Fighter

de David Russell, 2010, ****

En pre­mière approche, un film de boxe. Au deuxième niveau, un film sur la fidé­li­té fra­ter­nelle, l’a­mour enva­his­sant des groupes fami­liaux, l’op­po­si­tion entre belle-mère, demi-sœurs et bru. Au troi­sième étage, un film entre espoirs et réa­li­té, entre rêves et dés­illu­sions, entre échec et réussite.

Finalement, c’est donc plus com­plexe qu’un simple film de boxe. Heureusement d’ailleurs : même si l’on sent bien que cer­tains coups touchent bien là où ils doivent tou­cher, il faut bien dire qu’une des fai­blesses de Fighter, c’est l’ac­tion. C’est très bien réa­li­sé, fil­mé de près, effi­cace, et ça fait mal quand ça doit faire mal, mais voi­là : on ne peut plus fil­mer la boxe comme s’il n’y avait pas eu Ali, de Michael Mann. L’entraînement, le réa­lisme, le tra­vail des acteurs ne suf­fit plus, il faut aus­si une vraie maes­tria du côté de la réa­li­sa­tion. La camé­ra est bien sur le ring au ras des boxeurs, mais elle devrait être dans le combat.

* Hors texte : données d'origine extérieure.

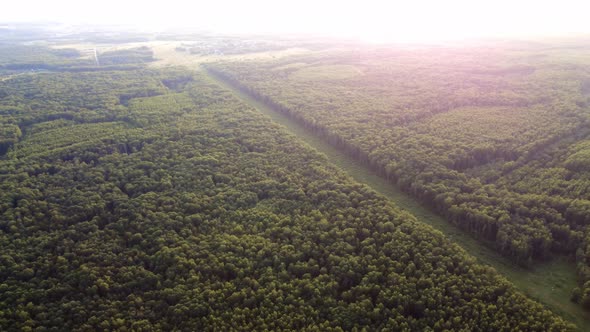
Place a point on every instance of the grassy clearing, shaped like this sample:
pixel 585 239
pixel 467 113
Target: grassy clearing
pixel 549 283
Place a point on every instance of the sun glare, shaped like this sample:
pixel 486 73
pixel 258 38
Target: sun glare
pixel 374 21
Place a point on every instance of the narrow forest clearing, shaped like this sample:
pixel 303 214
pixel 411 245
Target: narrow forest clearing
pixel 550 283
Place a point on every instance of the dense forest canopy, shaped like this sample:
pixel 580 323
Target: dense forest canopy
pixel 494 138
pixel 151 199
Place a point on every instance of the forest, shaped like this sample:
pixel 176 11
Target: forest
pixel 137 198
pixel 495 139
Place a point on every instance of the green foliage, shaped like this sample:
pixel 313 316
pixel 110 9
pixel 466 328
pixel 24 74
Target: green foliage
pixel 184 209
pixel 494 140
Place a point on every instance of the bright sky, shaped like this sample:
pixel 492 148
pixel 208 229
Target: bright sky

Et comme la pho­to est assez ordi­naire et le mon­tage plu­tôt réus­si mais dans le genre trans­pa­rent, je me demande si David Russell ne serait pas plus un direc­teur d’ac­teurs qu’un vrai réa­li­sa­teur. Parce que la grande per­for­mance, elle est là : les acteurs ont fait une petite raz­zia sur les prix, avec notam­ment des Oscars pour Bale et Leo et une nomi­na­tion pour Adams (deux actrices du même film en concur­rence, c’est pas cou­rant), et vu comme les caté­go­ries acteurs étaient ver­rouillées cette année, ça en dit long sur le niveau de jeu. Melissa Leo tient un peu son rôle habi­tuel, le même que dans Frozen river, la mère impla­cable et déci­dée, et ça ne la met pas trop en valeur selon moi. Amy Adams fait d’ailleurs plus que lui tenir tête, comme son per­son­nage, c’est la bonne sur­prise du film. Mark Wahlberg est un vrai boxeur — il a d’ailleurs encore pris du muscle, ce qui n’é­tait pas gagné étant don­né son phy­sique de marine —, dans le geste sur le ring bien sûr, mais dans les atti­tudes, le phra­sé, l’in­tel­lect aussi…

Et Christian Bale… Ouahou. Christian Bale. Dix ans de plus que d’ha­bi­tude (Wahlberg, lui, a plu­tôt rajeu­ni pour inter­pré­ter un jeu­not de 31 ans), vingt kilos de moins, il n’a visi­ble­ment plus rien ingé­ré d’autre que du crack depuis des années. Shooté, déjan­té, décon­nec­té. Glaçant aus­si, par moments. Sublime.

Globalement, on a donc de très grandes per­for­mances d’ac­teurs, un vrai scé­na­rio pre­nant et inté­res­sant avec plu­sieurs niveaux de lec­ture, et c’est du côté de la réa­li­sa­tion que l’on pèche un peu et étant plus effi­cace que génial. Ça reste un excellent moment de ciné­ma, et on prend quelques beaux cro­chets, c’est juste dom­mage qu’on n’ait pas eu Aronofsky der­rière la camé­ra (il avait été pres­sen­ti pour tour­ner Fighter).